Big falls but do we have anything to fear?
by Peter Switzer
I know this looks like panic territory stuff with the Dow down more than 500 points this morning but we actually lived through days like this in 2010; we have just forgotten about it. As a CNBC super — those little strips that TV producers put on the screen under a talking head guest — reported, “Major averages have biggest one-day drops in more than a year.”
And in the past two financial years, investors have actually made around 10 per cent on shares if their portfolio did as well as the index, so we have to be careful about worrying too much on bad days like these. Of course, if you are a short-term investor and you didn’t see this coming then you have good reason to be upset today.
So let’s try and make sense of what happened today.
The underlying fear is about whether the US heads into a recession again. The majority of US economists have second-half growth at two to 2.5 per cent and that means they are saying no recession. However, they have cut their forecasts from a three to four per cent range and that would explain a less positive stock market but nothing like this.
So, what’s the key factor turning a sell-off to a big slide in the market? The answer is Europe.
The focus has swung to Europe and the picture is not looking good and the European Central Bank (ECB) is now in the spotlight and it needs to come up with a big play.
Art Cashin, who is the director of floor operations at UBS Financial Services on the New York Stock Exchange and who I interviewed last year when I was at Wall Street, pointed the finger at the Europeans. He thinks stocks could go down further unless some positive circuit breaker turns up.
“The internals of the market are heavily oversold,” Cashin noted. “It’s all about Europe in my view and not about any of the small incidental indicators.”
The European debt problems not only put fear into the equation over European banks but it does not help forecasts for global economic growth, especially when you throw in the likelihood that the US will grow slower than expected.

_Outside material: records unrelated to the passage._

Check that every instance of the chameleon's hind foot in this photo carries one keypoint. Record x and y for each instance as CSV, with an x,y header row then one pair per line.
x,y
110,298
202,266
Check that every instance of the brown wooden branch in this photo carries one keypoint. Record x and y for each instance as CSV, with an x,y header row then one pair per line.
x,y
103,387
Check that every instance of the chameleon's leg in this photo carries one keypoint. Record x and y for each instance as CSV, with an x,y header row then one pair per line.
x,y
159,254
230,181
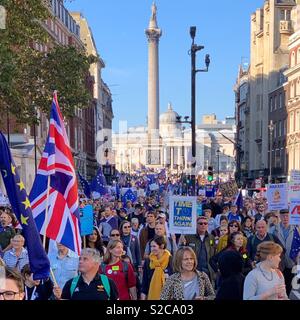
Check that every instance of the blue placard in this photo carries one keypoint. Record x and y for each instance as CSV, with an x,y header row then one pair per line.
x,y
86,220
199,209
209,191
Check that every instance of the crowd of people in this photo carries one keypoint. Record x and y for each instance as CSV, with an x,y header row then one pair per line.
x,y
237,253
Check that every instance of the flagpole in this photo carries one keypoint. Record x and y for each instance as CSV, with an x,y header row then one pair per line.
x,y
46,214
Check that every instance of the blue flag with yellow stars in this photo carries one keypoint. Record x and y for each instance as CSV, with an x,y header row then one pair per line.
x,y
15,189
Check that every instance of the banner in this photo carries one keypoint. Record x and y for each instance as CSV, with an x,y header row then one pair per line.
x,y
209,191
183,215
229,189
86,220
295,212
277,196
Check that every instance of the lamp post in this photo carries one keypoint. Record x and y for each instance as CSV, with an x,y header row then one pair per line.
x,y
218,155
271,128
193,51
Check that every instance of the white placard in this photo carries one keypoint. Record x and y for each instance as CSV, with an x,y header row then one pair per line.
x,y
183,215
277,196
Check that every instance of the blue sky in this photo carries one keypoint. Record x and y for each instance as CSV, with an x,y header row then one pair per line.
x,y
118,26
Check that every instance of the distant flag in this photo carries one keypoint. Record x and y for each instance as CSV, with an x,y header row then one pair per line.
x,y
15,188
295,247
85,186
129,196
98,184
62,223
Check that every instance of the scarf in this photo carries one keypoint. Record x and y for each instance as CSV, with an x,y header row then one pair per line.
x,y
158,277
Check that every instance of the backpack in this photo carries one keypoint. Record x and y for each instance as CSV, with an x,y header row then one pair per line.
x,y
124,267
104,280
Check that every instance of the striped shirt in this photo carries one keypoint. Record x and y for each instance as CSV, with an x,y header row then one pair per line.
x,y
12,261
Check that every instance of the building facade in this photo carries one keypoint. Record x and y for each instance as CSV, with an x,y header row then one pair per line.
x,y
271,27
292,89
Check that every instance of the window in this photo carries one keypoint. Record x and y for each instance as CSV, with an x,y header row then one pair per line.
x,y
292,90
280,101
298,120
291,122
293,59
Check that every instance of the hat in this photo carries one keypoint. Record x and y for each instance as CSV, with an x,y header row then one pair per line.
x,y
283,211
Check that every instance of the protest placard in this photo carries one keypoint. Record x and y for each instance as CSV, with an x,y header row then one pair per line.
x,y
229,189
295,212
86,220
183,215
277,196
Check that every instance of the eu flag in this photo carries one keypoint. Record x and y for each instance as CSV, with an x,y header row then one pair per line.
x,y
129,196
85,186
15,189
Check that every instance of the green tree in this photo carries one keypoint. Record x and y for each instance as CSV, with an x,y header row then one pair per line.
x,y
28,77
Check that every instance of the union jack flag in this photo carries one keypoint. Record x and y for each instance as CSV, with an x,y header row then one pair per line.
x,y
62,223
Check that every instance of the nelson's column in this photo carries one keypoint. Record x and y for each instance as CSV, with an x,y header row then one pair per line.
x,y
153,34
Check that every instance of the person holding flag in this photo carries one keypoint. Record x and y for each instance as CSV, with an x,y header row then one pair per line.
x,y
21,206
54,195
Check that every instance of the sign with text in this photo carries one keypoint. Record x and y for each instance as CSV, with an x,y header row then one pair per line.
x,y
86,220
277,196
229,189
209,191
295,212
183,215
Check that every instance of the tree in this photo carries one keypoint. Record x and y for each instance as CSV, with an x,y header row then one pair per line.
x,y
27,76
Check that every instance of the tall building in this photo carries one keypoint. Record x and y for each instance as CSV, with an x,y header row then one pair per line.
x,y
271,27
101,115
292,91
64,30
153,34
242,116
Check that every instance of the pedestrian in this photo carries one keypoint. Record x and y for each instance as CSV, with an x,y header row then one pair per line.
x,y
13,285
187,283
232,284
260,236
204,246
64,265
94,241
157,268
17,257
247,227
36,289
121,272
233,226
266,282
284,231
89,285
131,245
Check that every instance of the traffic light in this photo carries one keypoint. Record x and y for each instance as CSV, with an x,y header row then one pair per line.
x,y
210,174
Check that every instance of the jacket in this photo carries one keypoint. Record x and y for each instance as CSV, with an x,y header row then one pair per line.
x,y
222,244
193,241
173,288
286,261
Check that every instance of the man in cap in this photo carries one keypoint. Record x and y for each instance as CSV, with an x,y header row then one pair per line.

Cashin thinks the US selling could be Europeans who have cashed in US stocks to get liquidity that they can’t easily get in Europe.
Right now, so-called bond vigilantes are attacking Italian bonds driving down the prices and pushing up the yields and these guys are like short-sellers who sniff a bear market opportunity and go in for the kill. They need a ‘sheriff’ to come into town and make them pay.

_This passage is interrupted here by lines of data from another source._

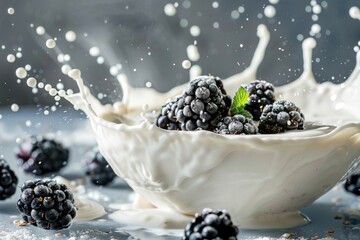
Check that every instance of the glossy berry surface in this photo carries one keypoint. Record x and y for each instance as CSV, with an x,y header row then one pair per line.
x,y
211,224
8,180
97,168
279,117
46,204
39,155
261,94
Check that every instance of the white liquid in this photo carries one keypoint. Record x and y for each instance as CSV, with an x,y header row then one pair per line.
x,y
50,43
70,36
185,183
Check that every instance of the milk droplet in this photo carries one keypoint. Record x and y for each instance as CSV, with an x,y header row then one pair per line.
x,y
50,43
10,58
270,11
11,11
65,69
14,107
193,53
31,82
195,31
21,72
40,30
94,51
354,12
170,9
186,64
70,36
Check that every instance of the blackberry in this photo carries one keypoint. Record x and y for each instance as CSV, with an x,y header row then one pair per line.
x,y
46,204
97,168
352,184
39,155
236,124
279,117
261,93
166,119
8,180
211,224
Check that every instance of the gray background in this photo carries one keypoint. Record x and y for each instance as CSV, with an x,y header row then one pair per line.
x,y
125,29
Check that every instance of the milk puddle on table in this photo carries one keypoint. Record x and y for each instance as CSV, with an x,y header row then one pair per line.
x,y
323,116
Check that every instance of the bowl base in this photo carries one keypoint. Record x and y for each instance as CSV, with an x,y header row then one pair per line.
x,y
274,221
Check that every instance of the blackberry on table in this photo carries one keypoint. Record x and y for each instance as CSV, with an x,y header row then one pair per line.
x,y
202,105
279,117
352,184
8,180
236,124
46,204
210,224
261,93
39,155
98,169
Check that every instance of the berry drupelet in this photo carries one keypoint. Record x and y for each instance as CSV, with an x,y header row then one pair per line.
x,y
8,180
352,184
236,124
97,168
39,155
279,117
202,105
211,224
261,93
46,204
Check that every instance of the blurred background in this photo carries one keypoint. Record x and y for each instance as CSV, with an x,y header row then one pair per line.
x,y
147,40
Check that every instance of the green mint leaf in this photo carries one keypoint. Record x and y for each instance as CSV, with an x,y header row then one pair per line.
x,y
239,101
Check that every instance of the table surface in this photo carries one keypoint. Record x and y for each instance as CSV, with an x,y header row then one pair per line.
x,y
335,215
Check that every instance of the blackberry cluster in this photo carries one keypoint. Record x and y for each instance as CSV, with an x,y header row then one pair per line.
x,y
201,107
279,117
97,168
352,184
47,204
261,93
39,155
211,224
8,180
236,124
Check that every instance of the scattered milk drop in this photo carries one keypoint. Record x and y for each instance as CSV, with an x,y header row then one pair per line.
x,y
21,72
40,30
70,36
195,31
170,9
193,53
94,51
354,12
50,43
14,107
31,82
270,11
11,11
186,64
10,58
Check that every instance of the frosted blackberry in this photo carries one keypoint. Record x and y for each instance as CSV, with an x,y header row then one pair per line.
x,y
46,204
352,184
279,117
261,93
39,155
97,168
211,224
203,104
236,124
8,180
166,119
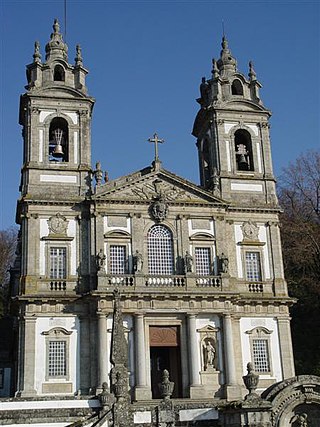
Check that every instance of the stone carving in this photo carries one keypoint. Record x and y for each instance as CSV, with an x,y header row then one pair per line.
x,y
224,263
137,262
250,231
251,381
98,174
209,354
101,260
58,224
188,263
166,386
159,209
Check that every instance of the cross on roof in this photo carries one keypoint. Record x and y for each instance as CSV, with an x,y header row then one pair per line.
x,y
156,141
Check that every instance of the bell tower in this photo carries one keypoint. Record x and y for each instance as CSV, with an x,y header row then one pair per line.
x,y
55,113
232,130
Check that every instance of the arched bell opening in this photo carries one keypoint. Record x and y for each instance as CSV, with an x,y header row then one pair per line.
x,y
59,73
236,87
243,150
58,140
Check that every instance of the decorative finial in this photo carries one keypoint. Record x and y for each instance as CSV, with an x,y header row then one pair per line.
x,y
78,57
36,55
98,173
56,26
252,74
215,69
156,141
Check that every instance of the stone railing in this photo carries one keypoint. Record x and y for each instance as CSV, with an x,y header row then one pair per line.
x,y
121,280
209,281
165,281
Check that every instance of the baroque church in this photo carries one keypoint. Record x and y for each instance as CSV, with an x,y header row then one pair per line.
x,y
149,300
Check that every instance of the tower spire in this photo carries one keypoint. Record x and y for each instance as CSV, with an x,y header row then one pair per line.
x,y
227,64
56,48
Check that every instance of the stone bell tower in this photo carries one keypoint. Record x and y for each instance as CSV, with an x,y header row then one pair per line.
x,y
55,113
232,130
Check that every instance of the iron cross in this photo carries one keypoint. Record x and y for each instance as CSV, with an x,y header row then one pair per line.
x,y
156,141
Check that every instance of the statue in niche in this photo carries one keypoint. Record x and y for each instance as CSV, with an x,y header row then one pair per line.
x,y
188,263
209,354
137,262
101,260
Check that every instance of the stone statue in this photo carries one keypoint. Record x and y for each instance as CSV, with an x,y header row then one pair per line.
x,y
209,352
224,263
188,263
137,262
101,260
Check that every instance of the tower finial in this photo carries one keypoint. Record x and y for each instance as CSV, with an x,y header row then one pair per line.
x,y
36,54
252,74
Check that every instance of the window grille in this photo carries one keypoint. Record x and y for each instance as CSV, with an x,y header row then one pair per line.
x,y
253,267
203,261
117,259
57,365
261,355
58,263
160,250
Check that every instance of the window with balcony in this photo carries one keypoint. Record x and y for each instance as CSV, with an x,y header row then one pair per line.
x,y
253,266
203,261
57,361
160,250
117,259
58,263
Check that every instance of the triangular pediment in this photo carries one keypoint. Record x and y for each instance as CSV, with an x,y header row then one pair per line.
x,y
148,184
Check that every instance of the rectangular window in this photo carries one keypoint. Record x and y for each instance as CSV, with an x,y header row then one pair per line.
x,y
58,263
117,259
57,366
203,261
253,268
260,355
1,377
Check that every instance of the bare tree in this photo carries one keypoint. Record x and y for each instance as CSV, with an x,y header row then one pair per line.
x,y
299,195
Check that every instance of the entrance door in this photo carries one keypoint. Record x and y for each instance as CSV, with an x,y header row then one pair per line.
x,y
165,354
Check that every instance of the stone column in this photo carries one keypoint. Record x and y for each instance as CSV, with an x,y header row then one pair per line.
x,y
29,357
102,350
286,351
194,365
232,389
85,361
142,391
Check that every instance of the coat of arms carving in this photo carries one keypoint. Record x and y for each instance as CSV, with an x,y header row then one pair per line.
x,y
58,224
159,209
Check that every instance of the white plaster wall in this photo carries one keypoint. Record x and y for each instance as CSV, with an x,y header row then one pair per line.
x,y
238,238
40,145
209,231
265,250
228,156
5,390
249,323
75,146
108,229
71,324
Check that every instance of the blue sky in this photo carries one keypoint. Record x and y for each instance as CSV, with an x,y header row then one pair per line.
x,y
146,60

I asked Dr Shane Oliver from AMP Capital Investors if these financial terrorists needed to be crushed and how could it happen before they precipitate a recession?
He said the ECB needed to act like the Fed and introduce the equivalent of QE2 — monetary stimulation — where they buy European Government bonds, which would drive up bond prices and bring the yields down.

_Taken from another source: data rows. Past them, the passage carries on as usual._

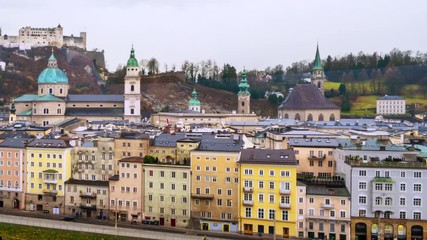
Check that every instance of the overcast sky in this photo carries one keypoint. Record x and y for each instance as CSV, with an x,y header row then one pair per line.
x,y
250,33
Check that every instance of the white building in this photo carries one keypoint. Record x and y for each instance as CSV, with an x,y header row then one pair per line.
x,y
391,105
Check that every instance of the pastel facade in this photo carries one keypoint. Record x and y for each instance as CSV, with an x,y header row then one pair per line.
x,y
167,194
391,105
13,173
268,192
48,167
127,190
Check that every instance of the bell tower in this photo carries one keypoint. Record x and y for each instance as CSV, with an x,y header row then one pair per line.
x,y
317,74
244,96
132,93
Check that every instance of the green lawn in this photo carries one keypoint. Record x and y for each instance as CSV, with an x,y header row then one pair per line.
x,y
12,231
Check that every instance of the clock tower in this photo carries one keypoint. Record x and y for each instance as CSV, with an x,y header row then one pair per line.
x,y
132,95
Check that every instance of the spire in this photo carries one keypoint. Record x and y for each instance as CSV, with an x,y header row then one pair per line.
x,y
317,61
12,108
52,62
132,62
243,85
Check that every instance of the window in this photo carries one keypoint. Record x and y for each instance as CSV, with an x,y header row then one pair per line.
x,y
417,187
261,213
417,201
417,174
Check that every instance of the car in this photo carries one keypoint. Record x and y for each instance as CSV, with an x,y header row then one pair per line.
x,y
69,218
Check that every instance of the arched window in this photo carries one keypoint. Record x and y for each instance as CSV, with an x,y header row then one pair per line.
x,y
378,201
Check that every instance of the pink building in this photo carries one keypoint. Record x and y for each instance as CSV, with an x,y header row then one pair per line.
x,y
12,173
127,190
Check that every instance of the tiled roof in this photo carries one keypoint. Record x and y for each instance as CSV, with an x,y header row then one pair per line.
x,y
94,112
313,142
386,97
268,156
95,98
48,143
306,96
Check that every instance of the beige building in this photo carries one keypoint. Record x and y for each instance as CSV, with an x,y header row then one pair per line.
x,y
214,183
328,210
87,198
127,190
314,155
167,194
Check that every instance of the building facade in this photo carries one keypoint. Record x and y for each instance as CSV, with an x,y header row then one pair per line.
x,y
391,105
268,194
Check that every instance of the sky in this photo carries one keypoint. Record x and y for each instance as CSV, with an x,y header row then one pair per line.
x,y
251,34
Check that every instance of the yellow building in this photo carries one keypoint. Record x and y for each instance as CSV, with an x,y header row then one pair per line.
x,y
214,183
268,192
48,167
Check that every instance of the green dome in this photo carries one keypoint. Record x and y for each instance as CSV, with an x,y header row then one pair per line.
x,y
132,62
194,101
52,74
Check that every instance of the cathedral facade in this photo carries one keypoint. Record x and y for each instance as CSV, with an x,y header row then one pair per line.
x,y
52,104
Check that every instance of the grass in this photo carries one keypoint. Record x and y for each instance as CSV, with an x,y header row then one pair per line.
x,y
12,231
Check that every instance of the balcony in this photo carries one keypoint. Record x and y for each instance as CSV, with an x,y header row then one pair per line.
x,y
88,206
285,191
317,158
248,202
50,192
87,195
202,196
50,180
285,205
328,206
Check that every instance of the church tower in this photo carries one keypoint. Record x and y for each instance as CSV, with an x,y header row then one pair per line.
x,y
244,96
12,113
194,103
132,96
317,75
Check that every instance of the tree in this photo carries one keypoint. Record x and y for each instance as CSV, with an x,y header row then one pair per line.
x,y
153,66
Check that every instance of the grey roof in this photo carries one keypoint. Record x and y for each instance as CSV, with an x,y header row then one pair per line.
x,y
306,96
94,98
313,142
325,190
94,112
87,182
368,145
15,134
268,156
15,142
48,143
387,97
220,142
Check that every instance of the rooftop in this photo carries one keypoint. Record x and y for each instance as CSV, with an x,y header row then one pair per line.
x,y
268,156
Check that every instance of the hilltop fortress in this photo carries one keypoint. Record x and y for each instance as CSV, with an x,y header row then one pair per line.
x,y
29,37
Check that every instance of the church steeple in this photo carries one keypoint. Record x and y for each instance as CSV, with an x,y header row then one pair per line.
x,y
244,96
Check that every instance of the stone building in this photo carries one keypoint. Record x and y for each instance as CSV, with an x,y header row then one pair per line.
x,y
306,102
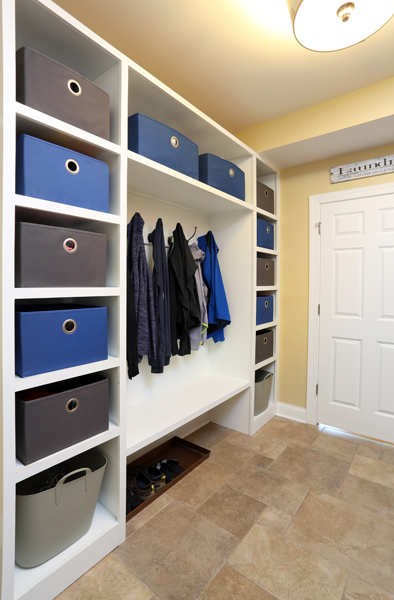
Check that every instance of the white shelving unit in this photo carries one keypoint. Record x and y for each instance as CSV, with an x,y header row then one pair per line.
x,y
218,380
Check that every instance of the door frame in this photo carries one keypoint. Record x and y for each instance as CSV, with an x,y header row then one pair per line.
x,y
315,203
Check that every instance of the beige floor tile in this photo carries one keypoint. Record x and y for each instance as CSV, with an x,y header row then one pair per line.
x,y
286,570
387,453
355,539
209,435
232,510
375,497
200,484
289,431
280,494
335,447
107,580
231,585
260,461
356,589
273,521
373,470
147,513
229,456
311,468
177,553
264,445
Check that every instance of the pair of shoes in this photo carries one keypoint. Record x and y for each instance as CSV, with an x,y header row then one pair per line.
x,y
132,500
170,468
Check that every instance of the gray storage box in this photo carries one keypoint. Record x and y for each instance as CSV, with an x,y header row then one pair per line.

Last week we were waiting on the nincompoops in Washington to get their act together and now the dopes at the ECB have to stand up to the plate and recognise that when you are trying to avoid a Great Depression, as we have so far, we are all Keynesians – that is, the policymakers spend to ensure prosperity returns and then when economies are growing you use taxes and smaller government to pay back the debt.
If you don’t like this solution, then you run with the market one, which will mean 20 per cent unemployment in countries like the US and probably 10 per cent here. It will mean businesses go broke and some people lose their fortunes but the problem is solved more quickly but with a hell of lot of pain.
My view remains that we will muddle through this and stocks will have a comeback as the year progresses. The current US corporate reporting season is better than expected and P/Es on stock markets — especially in Australia — look unbelievably attractive.
For those worried, you have my sympathy but long-term investors need to be reminded that they are in for the long haul. John Lennon once sung: “No one told me there’d be days like these.” Regular readers and clients know that I have warned that there would be days like these.
Before May, I argued the historical case for ‘sell in May and go away’ and I also pointed out that we were overdue for a correction on Wall Street, which comes every 160 days. I haven’t counted but I’d say that this one was over 140 days late!
From here, I think the Europeans will come up with a better plan. The Yanks will slow down but they will dodge the recession bullet. Our Reserve Bank will cut interest rates — at long last — and stocks will finish the year much more positively than they look like now. Finally, I bet, and I have actually done this with my investments, that for the financial year investors in stocks will do better than those in term deposits.
Francis Ford Coppola was once interviewed and he said how he was going through a rough patch and not feeling very positive about his future. This was months before he released a little film called The Godfather! Always be careful about short-term pain that makes you forget about the prospects of long-term gain.
Important information: This content has been prepared without taking account of the objectives, financial situation or needs of any particular individual. It does not constitute formal advice. For this reason, any individual should, before acting, consider the appropriateness of the information, having regard to the individual’s objectives, financial situation and needs and, if necessary, seek appropriate professional advice.